No, I firmly believe that this level of indirection over-diffuses responsibility in a way that enables the malfeseance we're observing.

It's a social dark pattern that I'm keen to identify and disrupt.

  • Yes, 100 percent. These dipwads pay themselves 100x salaries. The only way to defend that is that they take 100x responsibility for screwing things up. I would say differently if it was just a rank-and-file IC but this individual has enriched himself greatly. He can endure a little bit of scrutiny for that.

  • Yes, I agree with you but it goes both ways.

    I had the unfortunate experience of running a startup with a couple of guys from a name brand fintech. They absolutely demolished the company before we got our first sale.

    I couldn’t quite work out if these guys learned their mendacious trade from $bigcorp or if $bigcorps simply attract these kind of people.

    My sense is that it’s a bit from both columns - I think that huge, profit driven megacorps, in general, are bad for society, in part because corporate culture itself is rapacious, and in part because they deliver enormous power into the hands of incredibly selfish people.

  • I disagree, because this ends up with implying that if you just got rid of That One Fucking Guy, then everything with Google Search would be good.

    Which... is not a claim I'd agree with without extremely convincing evidence.

    • Ehh, I don't think that's really what it implies.

      It implies that getting rid of That Fucking Guy is a necessary but likely insufficient condition for improving things.

      Orgs that have been dysfunctional for a long time tend to have very complex dysfunctions, but there are still ways to fix these orgs, and it often starts by removing poor leadership from their posts.

      Does it immediately make everything sunshine and lollipops? Of course not, but removing leadership that's actively working to counter your goals is still a necessary step towards the greater goal.

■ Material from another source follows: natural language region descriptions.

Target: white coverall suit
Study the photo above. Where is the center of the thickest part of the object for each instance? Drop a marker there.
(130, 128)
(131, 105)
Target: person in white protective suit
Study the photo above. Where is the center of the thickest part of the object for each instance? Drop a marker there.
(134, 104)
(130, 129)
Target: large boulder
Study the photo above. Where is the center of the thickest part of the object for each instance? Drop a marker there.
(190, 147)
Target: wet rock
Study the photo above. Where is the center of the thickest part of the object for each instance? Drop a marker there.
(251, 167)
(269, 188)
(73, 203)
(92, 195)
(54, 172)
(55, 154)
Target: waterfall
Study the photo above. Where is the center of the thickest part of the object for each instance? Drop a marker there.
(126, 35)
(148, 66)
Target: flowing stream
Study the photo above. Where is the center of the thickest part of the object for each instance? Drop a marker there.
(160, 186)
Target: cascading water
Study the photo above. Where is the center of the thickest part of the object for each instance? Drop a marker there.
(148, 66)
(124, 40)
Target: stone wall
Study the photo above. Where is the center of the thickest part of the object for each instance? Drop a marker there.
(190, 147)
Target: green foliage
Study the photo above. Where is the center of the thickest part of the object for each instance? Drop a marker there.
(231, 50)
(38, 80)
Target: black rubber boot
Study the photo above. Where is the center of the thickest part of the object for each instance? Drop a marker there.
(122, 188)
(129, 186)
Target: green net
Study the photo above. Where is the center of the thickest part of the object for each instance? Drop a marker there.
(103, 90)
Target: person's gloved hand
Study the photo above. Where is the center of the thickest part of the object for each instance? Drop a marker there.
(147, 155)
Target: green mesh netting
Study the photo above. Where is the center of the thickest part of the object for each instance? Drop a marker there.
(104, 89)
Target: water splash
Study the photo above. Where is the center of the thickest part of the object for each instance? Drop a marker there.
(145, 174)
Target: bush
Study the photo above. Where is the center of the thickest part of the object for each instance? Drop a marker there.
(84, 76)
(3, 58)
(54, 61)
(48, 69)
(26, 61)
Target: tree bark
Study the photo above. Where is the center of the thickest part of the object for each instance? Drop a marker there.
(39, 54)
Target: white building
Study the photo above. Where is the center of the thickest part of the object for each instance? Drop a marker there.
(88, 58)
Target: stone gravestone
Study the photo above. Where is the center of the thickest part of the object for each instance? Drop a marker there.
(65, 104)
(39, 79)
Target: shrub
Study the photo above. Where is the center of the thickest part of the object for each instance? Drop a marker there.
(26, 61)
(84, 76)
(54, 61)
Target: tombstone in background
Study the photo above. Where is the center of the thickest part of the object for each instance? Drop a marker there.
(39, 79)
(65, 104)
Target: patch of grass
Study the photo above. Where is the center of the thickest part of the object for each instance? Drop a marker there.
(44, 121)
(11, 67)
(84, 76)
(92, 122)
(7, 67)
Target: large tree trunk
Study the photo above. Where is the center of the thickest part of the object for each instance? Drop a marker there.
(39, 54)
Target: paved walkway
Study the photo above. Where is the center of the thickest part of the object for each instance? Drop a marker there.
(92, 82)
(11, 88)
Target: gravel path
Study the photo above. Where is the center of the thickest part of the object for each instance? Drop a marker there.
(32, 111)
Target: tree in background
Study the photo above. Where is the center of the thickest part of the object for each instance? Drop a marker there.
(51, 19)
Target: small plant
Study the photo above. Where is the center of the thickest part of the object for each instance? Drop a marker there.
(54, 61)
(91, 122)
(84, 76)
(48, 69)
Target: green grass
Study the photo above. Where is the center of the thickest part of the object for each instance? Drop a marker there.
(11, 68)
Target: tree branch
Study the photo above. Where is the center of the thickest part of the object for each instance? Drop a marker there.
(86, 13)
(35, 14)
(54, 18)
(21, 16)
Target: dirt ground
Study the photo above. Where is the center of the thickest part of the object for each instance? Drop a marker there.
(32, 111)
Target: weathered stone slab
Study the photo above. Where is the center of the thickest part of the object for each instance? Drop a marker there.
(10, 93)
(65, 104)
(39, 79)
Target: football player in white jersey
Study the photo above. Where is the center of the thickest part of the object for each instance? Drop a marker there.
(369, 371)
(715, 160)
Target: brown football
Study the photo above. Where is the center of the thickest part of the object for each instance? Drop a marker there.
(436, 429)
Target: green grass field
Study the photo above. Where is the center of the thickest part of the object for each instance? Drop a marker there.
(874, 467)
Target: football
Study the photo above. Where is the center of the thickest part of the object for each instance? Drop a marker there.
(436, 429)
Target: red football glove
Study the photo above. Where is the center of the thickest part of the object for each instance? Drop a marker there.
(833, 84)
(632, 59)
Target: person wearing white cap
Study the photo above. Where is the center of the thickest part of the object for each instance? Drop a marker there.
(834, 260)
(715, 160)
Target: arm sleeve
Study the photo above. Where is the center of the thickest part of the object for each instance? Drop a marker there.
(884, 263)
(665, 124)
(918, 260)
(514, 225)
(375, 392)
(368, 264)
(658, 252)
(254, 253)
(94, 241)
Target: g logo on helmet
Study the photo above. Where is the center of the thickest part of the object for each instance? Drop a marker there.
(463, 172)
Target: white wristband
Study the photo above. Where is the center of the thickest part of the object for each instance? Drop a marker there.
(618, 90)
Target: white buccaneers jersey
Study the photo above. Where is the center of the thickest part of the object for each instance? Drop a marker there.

      I think there are often two camps when it comes to organizational dynamics: "Team Incentives" (everything is about org structure and incentives) vs. "Team Great Person" (everything is about a small set of specific high-level people)

      The reality is often somewhere in between. IMO "Team Incentives" often errs too much in that belief - especially because dysfunctional incentives are often downstream from a surprisingly small number of people.